28-Year-Old Who Wasn't Vaccinated Because She Feared the Shot Would Affect Her Breastfeeding Son Dies of COVID
"I am advising everybody to please get the shot," her mother, Emma Lowery, told the local South Carolina ABC News affiliate. Emma Lowery went on to explain that she too had COVID-19, but she had been vaccinated. "I am begging. I am asking. I am crying. Get the shot. It will save your life. I love my daughter. I love my community. I love my family. Please get the shot. To save your life."
The Centers for Disease Control and Prevention (CDC) recommends the COVID-19 vaccine for people 12 years and older, including those who are breastfeeding. Vaccination for breastfeeding moms may be especially vital, as the CDC reports that people who were recently pregnant are more likely to get severely ill if they contract COVID-19.
"COVID-19 vaccines cannot cause infection in anyone, including the mother or the baby, and the vaccines are effective at preventing COVID-19 in people who are breastfeeding," the CDC explained.
Recent findings also show that breastfeeding people who have received mRNA COVID-19 vaccines (either the Pfizer or Moderna vaccine) have antibodies in their breastmilk, the CDC states. While more data is needed, this suggests that breastmilk could pass on protective benefits to the babies, the agency noted.
Lowery's cousin, Jessica Brigman, is a registered nurse who has treated many patients with COVID-19, and she too is pleading for people to get vaccinated.
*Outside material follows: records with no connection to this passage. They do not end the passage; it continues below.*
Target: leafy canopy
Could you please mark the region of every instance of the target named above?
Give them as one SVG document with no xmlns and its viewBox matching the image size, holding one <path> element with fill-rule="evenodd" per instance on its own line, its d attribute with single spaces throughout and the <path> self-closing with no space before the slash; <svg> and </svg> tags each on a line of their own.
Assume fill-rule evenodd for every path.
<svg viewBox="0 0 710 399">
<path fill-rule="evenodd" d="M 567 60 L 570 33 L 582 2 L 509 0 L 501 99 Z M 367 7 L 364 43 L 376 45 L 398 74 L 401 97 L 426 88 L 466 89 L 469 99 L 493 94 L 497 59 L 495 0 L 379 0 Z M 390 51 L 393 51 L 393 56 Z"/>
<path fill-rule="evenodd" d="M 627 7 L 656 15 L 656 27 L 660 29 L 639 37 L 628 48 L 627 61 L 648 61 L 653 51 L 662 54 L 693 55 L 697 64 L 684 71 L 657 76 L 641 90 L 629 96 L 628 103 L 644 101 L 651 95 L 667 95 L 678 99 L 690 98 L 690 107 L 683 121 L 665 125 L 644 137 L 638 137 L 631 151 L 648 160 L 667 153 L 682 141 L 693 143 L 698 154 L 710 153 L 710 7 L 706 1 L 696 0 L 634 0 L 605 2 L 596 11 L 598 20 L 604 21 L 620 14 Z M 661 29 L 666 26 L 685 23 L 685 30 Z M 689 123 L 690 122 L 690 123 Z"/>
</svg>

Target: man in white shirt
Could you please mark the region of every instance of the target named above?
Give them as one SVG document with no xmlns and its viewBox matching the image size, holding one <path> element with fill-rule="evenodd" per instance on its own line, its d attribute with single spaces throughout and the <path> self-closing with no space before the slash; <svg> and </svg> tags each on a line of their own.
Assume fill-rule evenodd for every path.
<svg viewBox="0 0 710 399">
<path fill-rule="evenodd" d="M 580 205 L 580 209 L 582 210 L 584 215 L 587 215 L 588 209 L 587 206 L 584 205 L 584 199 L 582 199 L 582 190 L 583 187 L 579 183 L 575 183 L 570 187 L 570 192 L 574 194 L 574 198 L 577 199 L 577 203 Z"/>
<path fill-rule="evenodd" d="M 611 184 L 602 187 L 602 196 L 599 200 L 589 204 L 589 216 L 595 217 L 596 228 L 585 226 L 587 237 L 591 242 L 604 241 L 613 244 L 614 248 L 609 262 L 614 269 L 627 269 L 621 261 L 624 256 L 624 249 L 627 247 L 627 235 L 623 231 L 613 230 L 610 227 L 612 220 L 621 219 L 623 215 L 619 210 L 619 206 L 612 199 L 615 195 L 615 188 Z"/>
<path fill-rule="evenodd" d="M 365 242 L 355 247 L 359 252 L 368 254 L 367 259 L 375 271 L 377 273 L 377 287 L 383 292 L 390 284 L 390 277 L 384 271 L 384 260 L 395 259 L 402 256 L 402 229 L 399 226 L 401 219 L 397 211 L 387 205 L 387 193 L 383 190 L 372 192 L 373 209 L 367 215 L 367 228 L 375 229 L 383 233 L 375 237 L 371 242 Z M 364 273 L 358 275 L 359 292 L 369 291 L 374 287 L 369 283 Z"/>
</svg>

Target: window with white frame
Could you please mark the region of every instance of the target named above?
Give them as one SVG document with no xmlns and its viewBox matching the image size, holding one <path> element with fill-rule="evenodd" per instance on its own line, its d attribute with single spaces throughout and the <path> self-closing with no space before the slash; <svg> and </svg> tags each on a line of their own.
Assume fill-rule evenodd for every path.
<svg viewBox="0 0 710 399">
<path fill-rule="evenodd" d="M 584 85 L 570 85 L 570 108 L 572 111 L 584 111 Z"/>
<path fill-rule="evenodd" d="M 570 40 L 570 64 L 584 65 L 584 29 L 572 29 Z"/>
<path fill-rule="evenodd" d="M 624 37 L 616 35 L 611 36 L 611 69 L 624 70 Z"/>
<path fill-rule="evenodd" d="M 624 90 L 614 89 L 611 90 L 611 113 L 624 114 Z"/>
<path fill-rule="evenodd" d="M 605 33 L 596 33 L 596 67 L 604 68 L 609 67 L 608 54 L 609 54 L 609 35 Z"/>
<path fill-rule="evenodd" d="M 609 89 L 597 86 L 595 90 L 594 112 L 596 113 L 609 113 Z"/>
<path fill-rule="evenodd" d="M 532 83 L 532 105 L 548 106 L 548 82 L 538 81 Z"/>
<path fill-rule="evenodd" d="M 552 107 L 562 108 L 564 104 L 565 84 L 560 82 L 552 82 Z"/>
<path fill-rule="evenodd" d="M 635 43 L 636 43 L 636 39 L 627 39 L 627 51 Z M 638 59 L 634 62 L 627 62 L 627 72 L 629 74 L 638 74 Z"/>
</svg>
She told ABC that seeing her cousin hospitalized for three weeks with COVID and then dying from it was her family's "worst nightmare."
"I have seen it over and over and over again," Brigman wrote. "Along with my staff, every physician, every nurse, respiratory therapist, we have seen it. And that's why I have been begging my family. And other friends. Anybody that asked me on Facebook. Should I get vaccinated? And I'm like, yes and this is the reason why. I don't have to give them any more data. I don't have to give them any more reasons, if anybody asks me, why they should get the vaccine? I'll show them her picture."
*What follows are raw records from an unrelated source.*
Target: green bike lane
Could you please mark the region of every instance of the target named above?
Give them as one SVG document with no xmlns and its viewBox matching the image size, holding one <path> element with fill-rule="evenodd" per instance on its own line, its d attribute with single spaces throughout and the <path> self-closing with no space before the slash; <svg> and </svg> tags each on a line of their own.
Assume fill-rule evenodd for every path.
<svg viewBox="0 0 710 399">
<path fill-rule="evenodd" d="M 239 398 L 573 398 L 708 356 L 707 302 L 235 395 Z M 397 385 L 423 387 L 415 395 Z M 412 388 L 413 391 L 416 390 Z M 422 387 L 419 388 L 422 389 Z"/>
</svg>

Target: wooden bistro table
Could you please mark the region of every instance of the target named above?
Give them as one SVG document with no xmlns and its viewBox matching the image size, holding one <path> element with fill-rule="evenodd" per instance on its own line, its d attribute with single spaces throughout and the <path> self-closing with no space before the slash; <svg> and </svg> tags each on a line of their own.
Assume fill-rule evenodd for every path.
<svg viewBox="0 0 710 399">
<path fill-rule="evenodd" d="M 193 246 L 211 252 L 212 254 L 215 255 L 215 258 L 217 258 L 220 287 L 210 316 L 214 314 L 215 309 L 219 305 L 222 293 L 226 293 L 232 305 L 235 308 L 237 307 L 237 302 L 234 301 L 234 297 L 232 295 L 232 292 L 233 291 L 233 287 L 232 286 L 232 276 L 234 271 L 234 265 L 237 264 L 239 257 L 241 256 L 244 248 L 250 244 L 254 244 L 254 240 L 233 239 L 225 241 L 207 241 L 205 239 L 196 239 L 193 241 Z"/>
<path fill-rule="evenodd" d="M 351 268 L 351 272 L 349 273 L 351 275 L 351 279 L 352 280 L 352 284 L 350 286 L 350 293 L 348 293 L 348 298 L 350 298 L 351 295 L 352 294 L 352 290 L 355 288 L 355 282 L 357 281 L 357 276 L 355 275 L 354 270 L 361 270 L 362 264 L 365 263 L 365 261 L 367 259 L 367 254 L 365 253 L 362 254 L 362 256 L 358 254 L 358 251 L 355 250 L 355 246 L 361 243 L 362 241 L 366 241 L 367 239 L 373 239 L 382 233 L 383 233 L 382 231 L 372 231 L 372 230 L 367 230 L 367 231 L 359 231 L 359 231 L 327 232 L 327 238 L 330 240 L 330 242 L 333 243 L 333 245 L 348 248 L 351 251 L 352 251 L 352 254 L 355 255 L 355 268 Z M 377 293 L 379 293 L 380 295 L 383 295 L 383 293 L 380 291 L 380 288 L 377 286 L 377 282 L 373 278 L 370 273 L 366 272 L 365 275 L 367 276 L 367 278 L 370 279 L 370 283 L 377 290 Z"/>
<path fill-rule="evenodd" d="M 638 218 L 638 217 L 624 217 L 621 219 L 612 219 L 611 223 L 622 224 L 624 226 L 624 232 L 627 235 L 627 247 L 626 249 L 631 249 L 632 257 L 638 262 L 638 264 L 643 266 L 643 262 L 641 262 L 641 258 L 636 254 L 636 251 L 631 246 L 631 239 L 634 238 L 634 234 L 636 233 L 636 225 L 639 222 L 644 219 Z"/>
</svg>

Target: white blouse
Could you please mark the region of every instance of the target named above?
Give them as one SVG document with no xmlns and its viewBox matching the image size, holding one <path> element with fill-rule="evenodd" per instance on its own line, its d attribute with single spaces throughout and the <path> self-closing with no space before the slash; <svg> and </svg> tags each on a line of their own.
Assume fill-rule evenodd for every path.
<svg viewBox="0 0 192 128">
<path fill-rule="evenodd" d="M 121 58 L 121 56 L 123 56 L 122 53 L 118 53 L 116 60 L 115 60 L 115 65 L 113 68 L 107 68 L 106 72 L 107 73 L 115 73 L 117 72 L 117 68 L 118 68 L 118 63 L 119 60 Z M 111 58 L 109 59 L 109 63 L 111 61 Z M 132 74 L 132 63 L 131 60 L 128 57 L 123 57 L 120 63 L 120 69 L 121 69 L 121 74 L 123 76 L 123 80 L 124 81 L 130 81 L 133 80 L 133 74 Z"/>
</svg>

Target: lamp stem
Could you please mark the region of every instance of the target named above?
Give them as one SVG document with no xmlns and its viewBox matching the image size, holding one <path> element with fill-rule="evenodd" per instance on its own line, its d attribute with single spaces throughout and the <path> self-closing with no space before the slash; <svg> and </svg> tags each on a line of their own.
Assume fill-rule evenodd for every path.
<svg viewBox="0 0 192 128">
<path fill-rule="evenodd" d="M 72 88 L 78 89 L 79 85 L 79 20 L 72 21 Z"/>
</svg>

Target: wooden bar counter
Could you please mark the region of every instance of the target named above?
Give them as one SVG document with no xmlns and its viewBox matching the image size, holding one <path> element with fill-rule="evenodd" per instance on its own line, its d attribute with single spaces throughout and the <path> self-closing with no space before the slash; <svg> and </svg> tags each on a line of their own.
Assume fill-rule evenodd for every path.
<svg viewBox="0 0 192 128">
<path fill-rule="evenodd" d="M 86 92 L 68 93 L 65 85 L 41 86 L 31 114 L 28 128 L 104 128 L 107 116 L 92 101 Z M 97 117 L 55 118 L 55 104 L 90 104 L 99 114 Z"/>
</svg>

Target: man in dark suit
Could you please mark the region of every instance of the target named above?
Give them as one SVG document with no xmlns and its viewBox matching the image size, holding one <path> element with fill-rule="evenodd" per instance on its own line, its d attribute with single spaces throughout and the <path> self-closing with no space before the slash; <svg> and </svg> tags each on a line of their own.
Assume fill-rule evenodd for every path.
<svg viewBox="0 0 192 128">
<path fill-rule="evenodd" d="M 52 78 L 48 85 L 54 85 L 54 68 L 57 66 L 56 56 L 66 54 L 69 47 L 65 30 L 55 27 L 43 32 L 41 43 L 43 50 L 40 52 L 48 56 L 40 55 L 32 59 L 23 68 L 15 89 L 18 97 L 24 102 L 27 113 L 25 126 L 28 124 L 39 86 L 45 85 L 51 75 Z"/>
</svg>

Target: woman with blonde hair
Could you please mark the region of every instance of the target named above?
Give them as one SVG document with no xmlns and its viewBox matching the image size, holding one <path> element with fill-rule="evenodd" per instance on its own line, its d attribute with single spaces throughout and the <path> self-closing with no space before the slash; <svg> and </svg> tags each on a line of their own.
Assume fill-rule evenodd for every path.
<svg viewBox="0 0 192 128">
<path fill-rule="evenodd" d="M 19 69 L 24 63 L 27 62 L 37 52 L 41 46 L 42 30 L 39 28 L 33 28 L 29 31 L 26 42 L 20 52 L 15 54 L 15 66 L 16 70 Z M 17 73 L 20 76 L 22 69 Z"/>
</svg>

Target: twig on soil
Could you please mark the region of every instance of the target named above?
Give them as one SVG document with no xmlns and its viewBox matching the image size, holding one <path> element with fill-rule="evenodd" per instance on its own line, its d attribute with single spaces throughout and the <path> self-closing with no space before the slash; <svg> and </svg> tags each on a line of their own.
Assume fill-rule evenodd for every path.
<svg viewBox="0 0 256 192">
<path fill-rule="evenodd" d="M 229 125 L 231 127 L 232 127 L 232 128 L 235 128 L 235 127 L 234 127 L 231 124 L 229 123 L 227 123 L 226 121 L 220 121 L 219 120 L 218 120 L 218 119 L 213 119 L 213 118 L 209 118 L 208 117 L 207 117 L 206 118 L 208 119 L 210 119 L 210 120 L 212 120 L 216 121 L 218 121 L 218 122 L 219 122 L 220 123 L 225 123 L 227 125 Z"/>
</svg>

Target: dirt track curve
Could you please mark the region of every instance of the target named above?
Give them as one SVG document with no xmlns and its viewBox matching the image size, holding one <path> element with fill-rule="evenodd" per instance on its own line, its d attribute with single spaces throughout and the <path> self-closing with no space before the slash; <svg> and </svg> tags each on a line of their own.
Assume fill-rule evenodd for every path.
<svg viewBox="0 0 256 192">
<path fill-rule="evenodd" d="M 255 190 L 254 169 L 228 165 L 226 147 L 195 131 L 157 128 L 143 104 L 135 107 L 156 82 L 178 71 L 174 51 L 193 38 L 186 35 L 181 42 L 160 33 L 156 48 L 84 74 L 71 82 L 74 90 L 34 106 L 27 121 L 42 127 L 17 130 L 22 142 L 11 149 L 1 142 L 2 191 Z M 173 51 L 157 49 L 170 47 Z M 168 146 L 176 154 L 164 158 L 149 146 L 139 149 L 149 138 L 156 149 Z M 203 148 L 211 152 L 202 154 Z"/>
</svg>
The middle school where Lowery had worked for five years announced her passing in a September 21 Facebook post. "Ms. Lowery … made an impact on many lives. Your positivity, caring nature, and smile will truly be missed," the post said.
Community members expressed their condolences and shared their memories of Lowery in the comments section. "Ms. Lowery was such a positive influence on everyone around her. Her smile could brighten [anyone's] day," one person wrote. "Such a sweet and compassionate educator and coach!!! She will be missed by many!," someone else said. "A nice human being, caring and friendly," another person wrote.
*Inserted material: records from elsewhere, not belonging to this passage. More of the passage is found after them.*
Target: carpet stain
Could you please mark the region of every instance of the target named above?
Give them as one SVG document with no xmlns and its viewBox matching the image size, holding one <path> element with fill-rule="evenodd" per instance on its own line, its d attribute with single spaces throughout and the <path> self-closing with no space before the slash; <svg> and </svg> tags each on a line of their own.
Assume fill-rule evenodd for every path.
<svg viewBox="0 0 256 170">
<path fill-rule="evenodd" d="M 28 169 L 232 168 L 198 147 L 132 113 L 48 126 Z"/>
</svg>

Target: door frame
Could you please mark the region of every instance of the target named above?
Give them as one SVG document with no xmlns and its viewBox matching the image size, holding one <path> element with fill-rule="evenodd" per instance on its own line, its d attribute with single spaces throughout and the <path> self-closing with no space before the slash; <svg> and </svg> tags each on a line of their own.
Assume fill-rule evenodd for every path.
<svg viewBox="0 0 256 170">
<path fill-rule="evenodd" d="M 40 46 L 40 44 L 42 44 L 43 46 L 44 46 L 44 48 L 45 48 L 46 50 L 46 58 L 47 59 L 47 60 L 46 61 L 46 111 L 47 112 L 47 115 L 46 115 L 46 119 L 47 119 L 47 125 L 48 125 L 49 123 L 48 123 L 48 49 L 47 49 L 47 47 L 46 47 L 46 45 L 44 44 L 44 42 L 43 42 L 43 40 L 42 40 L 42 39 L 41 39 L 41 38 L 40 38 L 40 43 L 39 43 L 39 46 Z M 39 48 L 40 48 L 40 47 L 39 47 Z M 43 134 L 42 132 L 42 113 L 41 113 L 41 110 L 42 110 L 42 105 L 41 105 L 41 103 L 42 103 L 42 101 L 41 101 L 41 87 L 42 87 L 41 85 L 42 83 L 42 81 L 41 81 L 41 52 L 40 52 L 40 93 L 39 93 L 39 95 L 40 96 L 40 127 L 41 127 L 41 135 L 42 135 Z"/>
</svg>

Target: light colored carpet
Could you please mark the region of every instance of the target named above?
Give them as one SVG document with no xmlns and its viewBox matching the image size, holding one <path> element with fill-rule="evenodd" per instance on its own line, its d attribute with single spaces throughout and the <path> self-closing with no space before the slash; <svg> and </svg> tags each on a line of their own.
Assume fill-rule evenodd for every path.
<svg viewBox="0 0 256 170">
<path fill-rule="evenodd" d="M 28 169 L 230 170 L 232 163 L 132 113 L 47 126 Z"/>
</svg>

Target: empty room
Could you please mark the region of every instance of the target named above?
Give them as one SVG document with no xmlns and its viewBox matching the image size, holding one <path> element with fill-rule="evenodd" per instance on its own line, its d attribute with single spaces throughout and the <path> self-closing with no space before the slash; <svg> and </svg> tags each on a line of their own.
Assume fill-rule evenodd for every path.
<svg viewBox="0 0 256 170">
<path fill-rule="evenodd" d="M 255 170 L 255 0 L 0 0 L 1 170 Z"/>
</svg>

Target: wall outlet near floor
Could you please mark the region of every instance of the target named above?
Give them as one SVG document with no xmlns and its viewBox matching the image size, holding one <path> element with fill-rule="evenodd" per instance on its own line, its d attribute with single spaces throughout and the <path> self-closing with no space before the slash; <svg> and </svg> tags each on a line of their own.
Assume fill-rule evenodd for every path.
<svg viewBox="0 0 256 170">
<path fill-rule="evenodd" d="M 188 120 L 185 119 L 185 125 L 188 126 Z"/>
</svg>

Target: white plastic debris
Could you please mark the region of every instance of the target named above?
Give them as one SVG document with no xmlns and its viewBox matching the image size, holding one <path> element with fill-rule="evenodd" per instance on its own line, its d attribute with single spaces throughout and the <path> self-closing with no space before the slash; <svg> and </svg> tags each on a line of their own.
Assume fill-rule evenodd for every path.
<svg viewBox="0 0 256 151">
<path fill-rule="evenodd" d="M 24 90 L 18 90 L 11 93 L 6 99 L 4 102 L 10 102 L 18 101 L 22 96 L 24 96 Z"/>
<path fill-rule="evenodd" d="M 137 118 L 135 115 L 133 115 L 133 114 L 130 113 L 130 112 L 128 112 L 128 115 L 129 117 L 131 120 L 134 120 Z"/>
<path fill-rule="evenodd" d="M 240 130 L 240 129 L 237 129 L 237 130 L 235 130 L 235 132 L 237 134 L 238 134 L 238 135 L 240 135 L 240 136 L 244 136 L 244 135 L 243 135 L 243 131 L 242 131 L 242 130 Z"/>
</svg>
When Lowery got sick, she was in the prime of her life, her mother told ABC. She bought her first home just months earlier, in April 2021, "and transformed it into an oasis of love for her family," according to a GoFundMe set up on behalf of her son and 13-year-old daughter, who will now be taken care of by Lowery's mom.
The way Lowery cared for her two children was just one of the things that people admired about her. "Eternally grateful for the many moments we shared with Jackie… there was never a dull moment. Her presence was a gift and genuine," someone said in a comment on the GoFundMe page. "I have always admired how she carried herself, raised her daughter and son, and loved her family & friends. She will forever be in our hearts!"
For the community, friends, and family, the loss has been devastating. "Don't nobody want to go through right now [what] I'm going through with my family," Lowery's mother told ABC. "I am just asking God to keep me. And to keep my family."